The forests can be considered as an oppressed group because they simply have no say over how humans manage them or use the wood. Patricia Hill Collins defines in her book Black Feminist Thought (1990) the matrix of domination and how intersections of oppression are structurally organized. I believe these domains of power can be analyzed and used as an empathy exercise with any group – human or non-human.

Anthropomorphisation doesn’t mean that we shut out species’ specific needs. On the contrary, it helps humans to understand. It should be in the toolbox of new empathy. The kind of new empathy could bring human species to some kind of other level, to make more balanced narrative for this species. After all, empathy has been a building block for the flourishing of this species as it can be considered a basis for collaboration.

Today is our second tree-sound session with Johannes. Build a monstera leaf shaped wooden contact mic frame (I’ll glue four piezos to it). My dremel broke (attempted to grind trough 9mm birch plywood) and it’s not the same issue as last time (got a new one used for 35€). Bought an oscilloscope for 35€ (some potentiometer contacts need cleaning).

Listening to There Existed an Addiction to Blood (2019) Clipping. Hits a nerve while cycling in the gloomy darkness of Helsinki. The beats, broken as they are, feel warm. The lyrics are incredible hip-hop/noise-noir. I identify heavily with the Death Stranding main character Sam Bridges. I haul everything on my back. I particularly remember taking all my tools to Pyhäjoki in the spring using three banana-fruit boxes (pulling them on a cart) and two backpacks. Barely fit trough the train doors and I think I damaged my shoulder on the trip. Not having a driver’s license is starting feel like a burden. Carrying materials, instruments and tools to job-sites and gigs doesn’t feel fun and I feel the trauma of past efforts weighing in on me. Like reversed bodybuilding. My feet get sore from excess walking, my back aches when I lift shit (still feel a CNC machine I pulled inside a van 2002) and shoulders hurt from the tremors of my crappy power-tools.

My income is based on my able-bodiedness and recovering takes longer then it used to. I fear I’m loosing gigs because I can’t bounce back to working condition as fast. I need some kind of transportation to carry my gear around. Or change the way I work. I want to evolve into middle management.

20191112

Cyberwhores of late capitalism (2019) Tamara MacLeod. I begun to read the article as a book review but it soon turned into an insightful analysis of how corporate control over the internet impacts the possibilities marginalised groups have in organizing and surviving. MacLeod identifies that the power capitalism has over us, is ultimately the power to control how, where and when our tangible and virtual bodies move. Internet offered folk who have been confined into cities (to idle indefinitely, waiting for deployment as a labor force) the “right to roam” and seek out new economic possibilities.

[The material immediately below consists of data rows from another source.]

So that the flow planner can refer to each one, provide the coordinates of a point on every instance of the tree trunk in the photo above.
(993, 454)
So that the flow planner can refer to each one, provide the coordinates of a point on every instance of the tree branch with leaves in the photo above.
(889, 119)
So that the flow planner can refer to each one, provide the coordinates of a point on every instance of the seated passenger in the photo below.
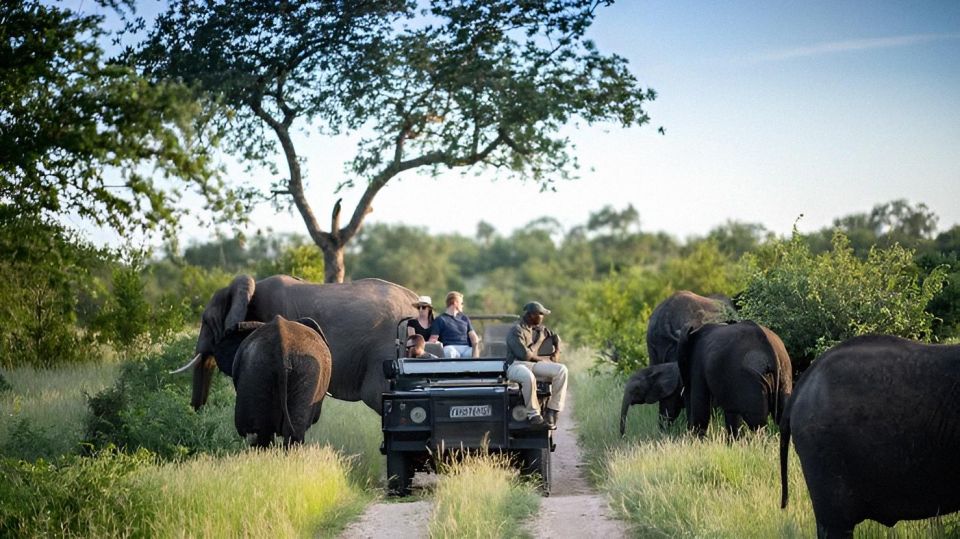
(525, 366)
(421, 324)
(415, 348)
(454, 330)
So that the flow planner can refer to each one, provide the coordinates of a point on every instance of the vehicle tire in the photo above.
(537, 462)
(399, 473)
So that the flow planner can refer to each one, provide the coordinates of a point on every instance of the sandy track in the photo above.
(573, 509)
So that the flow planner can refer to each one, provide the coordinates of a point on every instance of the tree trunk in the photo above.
(333, 269)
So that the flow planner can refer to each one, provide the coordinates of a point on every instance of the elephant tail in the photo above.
(284, 383)
(625, 407)
(784, 454)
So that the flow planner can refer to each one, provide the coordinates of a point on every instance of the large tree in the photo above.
(80, 135)
(485, 83)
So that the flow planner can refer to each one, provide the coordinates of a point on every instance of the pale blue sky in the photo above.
(772, 109)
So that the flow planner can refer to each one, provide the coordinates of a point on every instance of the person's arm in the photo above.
(517, 346)
(474, 342)
(435, 330)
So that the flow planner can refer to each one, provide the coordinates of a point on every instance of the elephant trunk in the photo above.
(624, 408)
(202, 378)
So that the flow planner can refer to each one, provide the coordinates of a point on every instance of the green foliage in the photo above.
(149, 408)
(73, 496)
(45, 269)
(816, 301)
(614, 315)
(127, 320)
(86, 137)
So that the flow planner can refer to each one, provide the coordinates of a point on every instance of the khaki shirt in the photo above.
(523, 342)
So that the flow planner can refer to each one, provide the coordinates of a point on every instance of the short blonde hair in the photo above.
(452, 296)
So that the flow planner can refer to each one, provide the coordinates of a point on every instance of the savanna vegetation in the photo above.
(97, 439)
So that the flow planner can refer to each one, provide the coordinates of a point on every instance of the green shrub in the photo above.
(816, 301)
(149, 408)
(73, 496)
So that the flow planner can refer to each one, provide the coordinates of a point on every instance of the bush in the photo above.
(72, 497)
(149, 408)
(814, 302)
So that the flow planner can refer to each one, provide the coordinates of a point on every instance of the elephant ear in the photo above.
(239, 296)
(665, 381)
(312, 324)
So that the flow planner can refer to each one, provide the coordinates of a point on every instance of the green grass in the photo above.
(353, 429)
(482, 496)
(41, 415)
(275, 493)
(674, 485)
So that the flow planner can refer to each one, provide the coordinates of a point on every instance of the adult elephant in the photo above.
(669, 319)
(281, 372)
(876, 423)
(359, 318)
(742, 368)
(657, 383)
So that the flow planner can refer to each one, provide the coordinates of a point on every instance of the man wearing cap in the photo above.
(526, 341)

Sex work is a good place to start in any discussion about economic oppression, because it has intersecting demographical qualities. People of all classes, ethnicities, and genders enter sex work as a means to acquire wealth that they are otherwise excluded from.

In countries which criminalise sex work, the internet has been revolutionary for sex workers in two fundamental ways: It has allowed us to establish commerce in a space free of persecution and with easy accessibility (it is easier for a poor person to make money with an internet connection than without one); and it has supported the development of international communities, providing solidarity, safety and access to resources.

Any discussion about labour is a discussion about space: where is it done, and what does the nature of the space mean for the worker? The enclosures under feudalism, the entrapment of women in workhouses and the home; these were deliberate responses to disruptions of class oppression. To liberate the worker from the boundaries of embodiment, time and space – this stood to be the most promising disruption in human history, and therefore meant that cyberspace had to be colonised by the same ideas that make systemic change so difficult in our immediate environments.